I comm, “Where are we?”

“Kazim’s office.”

“He has an office here?”

“Yeah. He shares it with other visiting investor big shots. I figure the terminal in here will have better outside access.” The office’s primary occupant is a desk on which sit a lamp, a computer terminal, a square cup full of pens, and two telephones. One phone is white, and the other is black. In front of the desk are two visitor’s chairs, and behind the desk is a wall of filing cabinets. There are no windows. Air flows in from a big vent in the wall up near the ceiling. There’s another vent on the opposite wall. I figure one vent is in and the other vent is out so the air can circulate through the subterranean room.

Patrick sits at the desk and uses the computer terminal. After a minute he says, “Ah hah, here we go.” His fingers flash across the keyboard, and then he sits back to wait for a result.

I ask, “Do you think Gen-3 has anything to do with my dad?”

“Hey, you know what?” Patrick hunches over the keyboard again. “It might.” More furious typing, and then he stares at the screen as page after page of data shuttles past.

I tiptoe to the door and listen to the hallway outside. We do
not
want anyone to catch us in here.

Patrick is in his glory. While he makes like a big data sponge, he mutters, mostly to himself, “This might be the most intel we’ve gotten from Germany since the Warsaw Confrontation.”

I look around the room. Nowhere to hide unless you count the vents. Trick and I have crawled through ventilation systems in airports, but not on a mission. None of our previous Job Numbers required nearly the amount of sneakiness we’re attempting now.

Suddenly Trick sits up straight, “Oh!” he exclaims. I wait for him to finish. He reads some more. “Yes! He’s here!” He looks up at me. “Big Bertha is being used as a test Original for Gen-3.” Back to the screen. “Christ, they’re trying to make copies of your father.”
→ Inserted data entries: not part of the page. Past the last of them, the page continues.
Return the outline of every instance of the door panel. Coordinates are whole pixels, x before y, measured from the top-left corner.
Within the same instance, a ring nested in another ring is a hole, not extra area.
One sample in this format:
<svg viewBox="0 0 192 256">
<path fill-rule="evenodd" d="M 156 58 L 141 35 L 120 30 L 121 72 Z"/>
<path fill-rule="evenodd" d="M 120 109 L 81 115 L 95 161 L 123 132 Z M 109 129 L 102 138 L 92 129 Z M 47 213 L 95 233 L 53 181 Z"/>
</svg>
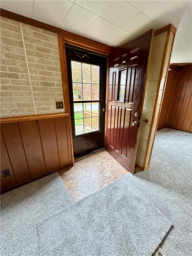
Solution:
<svg viewBox="0 0 192 256">
<path fill-rule="evenodd" d="M 66 51 L 75 157 L 104 147 L 106 59 L 81 51 Z"/>
<path fill-rule="evenodd" d="M 153 33 L 115 49 L 109 58 L 106 149 L 131 172 Z"/>
</svg>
I can’t respond or react. Dozens of questions splash into my mind, but I’m too stunned to ask any of them. Finally, I just point at the computer screen. “Where did you find that?”

Patrick says, “It’s an inventory of the Carbon Program. Big Bertha was transferred to Gen-3 in April, only a few days before you pulled the Hector job.” He looks at a different part of the screen. “Ah, the trace is done.” He types a brief sequence, takes one look at the screen, and lurches back in his chair with his hands on his temples. He stares at me with eyes as wide as saucers.

“It’s him!” He moves his hands over his mouth. “Fredericks is XSUS One! Oh, my God, Scarlet, Jakob Fredericks has been rogue for at least eight years.” Trick counts the puzzle pieces on his fingers. “He’s the one who panicked when he realized that the ExOps agent following Hector was Big Bertha’s daughter. He falsified your father’s last job in CORE—and probably wrote all those out-of-character reports. Those two Protectors
were
his.” Patrick looks at his hands while he puts it all together. “He must have a tap into ExOps, and he’s been passing that info to Kazim Nazari.” He looks at me again. “Shit, he might know we’re in Zurich. We have to get out of here. Right now.”

My swirling thoughts are interrupted by footsteps in the hall. “Oh, fuck! Solomon, somebody’s coming!” Trick logs out of the computer while I jump up to the vents and yank each of the big covers off. After he shuts
down the terminal, Trick throws his bag into the In ventilation shaft and then turns to me.